Thursday, March 31, 2011

New In Food



Today's cookbook is The Wild Table: Seasonal Foraged Food and Recipes by Connie Green and Sarah Scott. This cookbook can be found in the New in Non-Fiction section of the West Virginia Library Commission Reference Library.

Ramp-Up Sunday Brunch Scrambled Eggs

(Serves 4 to 6)

There's a good reason why ramps and eggs are served at all the ramp festivals. The hillbilly breakfast trinity of ramps, eggs, and bacon is a boisterous way to begin a weekend spring day. While the other two ramp recipes here (in the cookbook) show the gentler side of ramps, these slowly scrambled eggs proclaim their oniony glory. Munching on the ramp swizzle stick in your bloody Mary is the crowning touch to complete the traditional breath treatment for your own home-based ramp festival.

12 large eggs
3/4 teaspoon kosher salt, or more to taste
1/4 teaspoon freshly ground black pepper, or more to taste
6 ounces cleaned ramps with greens
3 tablespoons bacon fat or unsalted butter
Bloody Marys garnished with fresh ramps (optional)

1. Whisk together the eggs, salt, and pepper in a medium bowl. Set aside while cooking the ramps.

2. Cut the greens off the ramps and slice them into 1/4-inch strips. Cut the bulbs into 1/4-inch dice.

3. Heat the bacon fat in a large saute pan over medium heat until hot. Add the ramp bulbs and saute until tender and translucent, 3 to 4 minutes. Add the greens and cook until wilted and tender, 2 to 3 more minutes.

4. Pour the eggs into the saute pan with the ramps and turn down the heat to medium low. Cook, stirring constantly with a wooden spatula or spoon, gathering the cooked portion as it forms curds and stirring the curds back into the liquid to form a creamy, moist scramble. Depending on the heat, this will take from 5 to 7 minutes. For moist eggs, remove them from the pan just before they are fully cooked and still look wet. They will continue to cook a little bit more off the heat. Taste for seasoning and add more salt and pepper as needed.

Tips and Techniques
-The slow stirring method for scrambling the eggs produces a creamy texture. For larger curds, turn up the heat slightly and stir less often.

-The bacon fat gives this a southern taste and is a nice flavor complement to the ramps.

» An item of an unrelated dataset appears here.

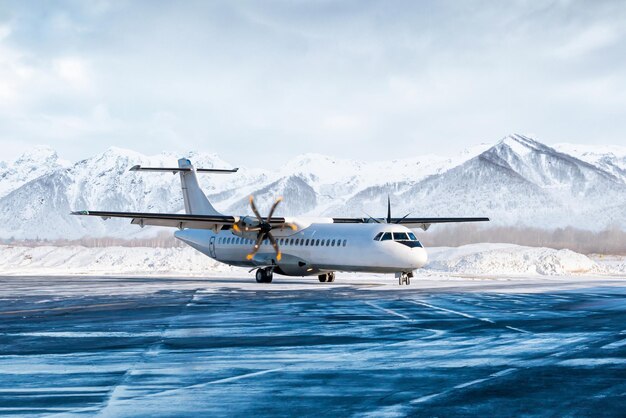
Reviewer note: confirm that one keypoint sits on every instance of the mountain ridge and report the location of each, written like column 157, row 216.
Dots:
column 516, row 181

Substitutes and Variations
-You can add grated cheese-Monterey Jack or Gruyere, for example- to the eggs halfway through cooking. A milder, nuttier cheese will complement the flavor of the ramps.

-Scallions can be substituted for the ramps. There is no need to separate the greens form the white parts of the onion when cooking.

-The sauteed ramps can also be used as a filling for an omelet or in a frittata.